I have a dataset where there are several variables that I'm being asked to match and come up with some kind of "highly probable duplicate" score. For example, I have name, age, and address variables. In a situation where the name and address match perfectly, but the age does not I would suspect that to be two different people. However, the age variables are within a year or maybe even matching, then I would assume then are the same person and flag one observation as a duplicate.

One difficultly I'm having is that the name variable is an agglutinated string with FIRST LAST MIDDLE SALUTATION, etc. all possibly crammed into one value. Some are as short as one "word", others as long as seven. It just depends on the data collector and the respondent.

To add to this, the order is not set. So some subjects list FIRST LAST while others list LAST FIRST. It's this problem that I want to try to tackle first.

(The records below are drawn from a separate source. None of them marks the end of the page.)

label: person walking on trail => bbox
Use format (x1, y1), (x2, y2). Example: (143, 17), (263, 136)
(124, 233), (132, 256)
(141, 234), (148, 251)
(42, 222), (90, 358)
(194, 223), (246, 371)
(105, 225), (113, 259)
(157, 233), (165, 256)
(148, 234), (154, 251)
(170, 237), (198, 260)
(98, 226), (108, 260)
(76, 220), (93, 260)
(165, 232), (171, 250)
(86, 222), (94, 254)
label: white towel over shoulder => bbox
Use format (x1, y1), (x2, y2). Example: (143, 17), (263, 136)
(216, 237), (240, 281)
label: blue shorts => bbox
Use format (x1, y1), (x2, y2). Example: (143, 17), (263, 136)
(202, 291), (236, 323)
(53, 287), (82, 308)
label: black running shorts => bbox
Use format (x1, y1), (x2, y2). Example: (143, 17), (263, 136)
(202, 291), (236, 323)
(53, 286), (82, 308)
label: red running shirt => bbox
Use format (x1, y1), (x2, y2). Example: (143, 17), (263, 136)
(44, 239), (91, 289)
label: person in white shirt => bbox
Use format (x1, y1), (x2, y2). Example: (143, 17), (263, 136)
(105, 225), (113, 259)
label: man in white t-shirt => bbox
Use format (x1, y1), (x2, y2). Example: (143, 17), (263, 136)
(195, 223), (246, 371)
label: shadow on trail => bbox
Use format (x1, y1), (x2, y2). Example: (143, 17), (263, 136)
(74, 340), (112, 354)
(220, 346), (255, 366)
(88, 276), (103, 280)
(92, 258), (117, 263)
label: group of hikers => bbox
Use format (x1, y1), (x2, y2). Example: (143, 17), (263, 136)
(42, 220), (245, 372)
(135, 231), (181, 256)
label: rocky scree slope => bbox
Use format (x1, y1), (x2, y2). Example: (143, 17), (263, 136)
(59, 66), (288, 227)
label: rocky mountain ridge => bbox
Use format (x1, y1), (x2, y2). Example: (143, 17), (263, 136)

Does anyone have any suggestions on how to go about this? My instinct is to create two new variables for the first and second words in the name blank, but then I'm unclear how to run any kind of -duplicates- function on the variables such that it would criss-cross the and flag the people who appear to be the same.

Name1 Name2 Duplicate
Abe Lincoln Yes
Ada Lovelace Yes
Lincoln Abe Yes
Earheart Amelia Yes
Hamilton Alexander No
Earheart Amelia Yes
Amelia Earheart Yes

Secondly, when I get to the addresses, I'd like to develop some fuzzy match so that misspellings and other data entry variable can be sorted out.

Perhaps this kind of thing already exists, either in Stata or in another program? Any guidance or suggestions are most graciously welcome.